Андрей Строганов вдруг вспомнил свой сон о Саше Самохиной («…ты не представляешь, как моя мама будет зверски, адски ревновать!») и подумал: «Похоже, на скелеты этой семейки никаких шкафов не хватит, даже гиперпространственных».
— Слушай, а может, в глубине души Шана попросту завидовала Альбе? Или даже не в глубине? И жаловалась перед тобой, что её дочь не успела толком вырасти, как нашла себе и любовь, и пузо отрастила, а самой Шане с мужиками всю жизнь не везло, так?
Вопросы землянина несколько озадачили мембрану.
— Шана действительно говорила, что от мужчин одни проблемы, — наконец нашлась проекция. — Но…
Изображение снова пошло рябью, подёргивающиеся губы голограммы шевелились молча. Только через секунд пять-шесть появился звук:
— … во время ссоры Альба сама сказала об этом Айри-Каю, чтобы причинить ему боль. Отношения между ними разладились, а когда она вернулась с Пробы, пошатнулось и её душевное здоровье. Она придумала Тень, Айри-Кай об этом узнал и отнёсся к этому проекту крайне отрицательно.
— Ещё бы… И что дальше?
— Когда Альба забеременела от Тени, она надеялась и этот плод убить силой своего воображения. Но дети Теней неистребимы, поскольку присутствуют в двух мирах.
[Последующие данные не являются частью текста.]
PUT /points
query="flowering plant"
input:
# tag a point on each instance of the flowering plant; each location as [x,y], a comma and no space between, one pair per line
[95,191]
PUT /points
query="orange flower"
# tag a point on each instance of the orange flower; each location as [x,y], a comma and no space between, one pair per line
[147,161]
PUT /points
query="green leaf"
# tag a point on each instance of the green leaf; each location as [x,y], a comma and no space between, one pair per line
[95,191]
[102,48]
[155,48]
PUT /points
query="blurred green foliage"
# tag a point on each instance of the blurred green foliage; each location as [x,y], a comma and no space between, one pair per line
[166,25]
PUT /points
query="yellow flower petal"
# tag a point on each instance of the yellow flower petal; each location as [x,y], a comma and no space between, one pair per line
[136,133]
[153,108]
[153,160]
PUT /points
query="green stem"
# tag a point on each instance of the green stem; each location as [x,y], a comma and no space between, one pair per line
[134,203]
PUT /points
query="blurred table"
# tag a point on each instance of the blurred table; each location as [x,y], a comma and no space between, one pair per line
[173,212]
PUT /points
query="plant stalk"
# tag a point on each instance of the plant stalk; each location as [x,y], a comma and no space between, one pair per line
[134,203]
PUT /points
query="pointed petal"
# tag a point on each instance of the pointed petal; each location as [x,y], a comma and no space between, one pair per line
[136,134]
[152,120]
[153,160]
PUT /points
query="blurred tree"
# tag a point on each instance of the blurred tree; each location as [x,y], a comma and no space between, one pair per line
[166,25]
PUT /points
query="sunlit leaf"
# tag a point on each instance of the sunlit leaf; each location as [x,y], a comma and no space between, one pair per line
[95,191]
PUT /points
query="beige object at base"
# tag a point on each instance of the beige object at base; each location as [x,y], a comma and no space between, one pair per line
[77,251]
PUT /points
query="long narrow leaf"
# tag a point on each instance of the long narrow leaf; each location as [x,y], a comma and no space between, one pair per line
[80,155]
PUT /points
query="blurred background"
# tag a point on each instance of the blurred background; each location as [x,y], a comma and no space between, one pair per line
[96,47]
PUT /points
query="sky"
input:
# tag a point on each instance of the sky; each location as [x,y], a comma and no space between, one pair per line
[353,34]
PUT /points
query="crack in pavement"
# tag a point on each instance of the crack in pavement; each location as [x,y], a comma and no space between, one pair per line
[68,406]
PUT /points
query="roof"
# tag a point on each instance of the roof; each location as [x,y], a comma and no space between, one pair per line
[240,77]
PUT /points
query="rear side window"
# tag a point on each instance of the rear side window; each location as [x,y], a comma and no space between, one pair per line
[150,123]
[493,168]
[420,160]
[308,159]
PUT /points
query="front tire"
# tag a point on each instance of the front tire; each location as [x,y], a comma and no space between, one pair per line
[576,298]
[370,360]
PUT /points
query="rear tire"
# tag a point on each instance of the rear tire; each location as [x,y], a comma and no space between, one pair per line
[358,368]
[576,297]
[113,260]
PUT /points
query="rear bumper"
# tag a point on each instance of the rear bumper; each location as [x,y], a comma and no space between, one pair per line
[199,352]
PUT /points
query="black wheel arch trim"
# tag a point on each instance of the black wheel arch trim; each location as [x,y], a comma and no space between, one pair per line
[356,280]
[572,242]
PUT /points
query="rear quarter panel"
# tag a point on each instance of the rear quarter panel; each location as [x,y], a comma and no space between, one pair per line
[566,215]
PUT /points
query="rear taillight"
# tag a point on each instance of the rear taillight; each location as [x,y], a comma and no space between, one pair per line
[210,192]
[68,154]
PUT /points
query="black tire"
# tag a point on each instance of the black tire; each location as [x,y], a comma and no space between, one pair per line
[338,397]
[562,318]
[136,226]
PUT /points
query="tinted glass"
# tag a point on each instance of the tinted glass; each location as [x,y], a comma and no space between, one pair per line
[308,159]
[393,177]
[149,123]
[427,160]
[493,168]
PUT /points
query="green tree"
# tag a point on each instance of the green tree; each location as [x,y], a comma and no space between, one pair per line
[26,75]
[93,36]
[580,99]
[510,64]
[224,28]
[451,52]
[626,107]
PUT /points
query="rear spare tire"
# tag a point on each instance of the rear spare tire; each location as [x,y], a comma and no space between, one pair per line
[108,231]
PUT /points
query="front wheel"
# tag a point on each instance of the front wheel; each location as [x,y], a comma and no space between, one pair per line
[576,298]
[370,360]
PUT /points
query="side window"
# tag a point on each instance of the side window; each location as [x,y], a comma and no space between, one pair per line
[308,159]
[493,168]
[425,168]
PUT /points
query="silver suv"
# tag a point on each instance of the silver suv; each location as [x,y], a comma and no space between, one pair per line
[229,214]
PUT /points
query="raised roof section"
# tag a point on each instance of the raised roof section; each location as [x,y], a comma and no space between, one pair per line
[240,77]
— Как — неистребимы? — оторопел Крокодил.
— Физически. Если повредить физическое тело плода, его душа способна восстанавливать повреждённые ткани.
— А Альба знала об этом?
— Конечно.
— И всё-таки придумала Тень…
— Она надеялась изменить эту идею применительно к своей личности.
— Какую идею?
— Что в любви женщина обязательно порождает жизнь в стандартной форме ребёнка, а не в каких-либо иных проявлениях.
— Э-э… В каких проявлениях?
— Она желала это исследовать. Мир идей существует вне времени и пространства. В нём есть определенная иерархия, на вершине которой стоит идея Блага, а ее проекция в матрице пространства-времени — жизнь как благо. Альба бросила на борьбу с этой идеей свою идею свободы — ещё более высокоранговую, за пределами системы. Но не смогла изменить объективную реальность и надорвалась психически, а потом и физически.
Андрею Строганову вспомнилась цитата из фильма, взятая для рекламы, а потому намертво въевшаяся в мозг: «Женщина сказочного ума, занимается Южной Америкой! Характер такой, что фронтом командовать! А выбивается из сил…»
— Вот же два сапога пара, — пробормотал он. — Я фигею, дорогая редакция…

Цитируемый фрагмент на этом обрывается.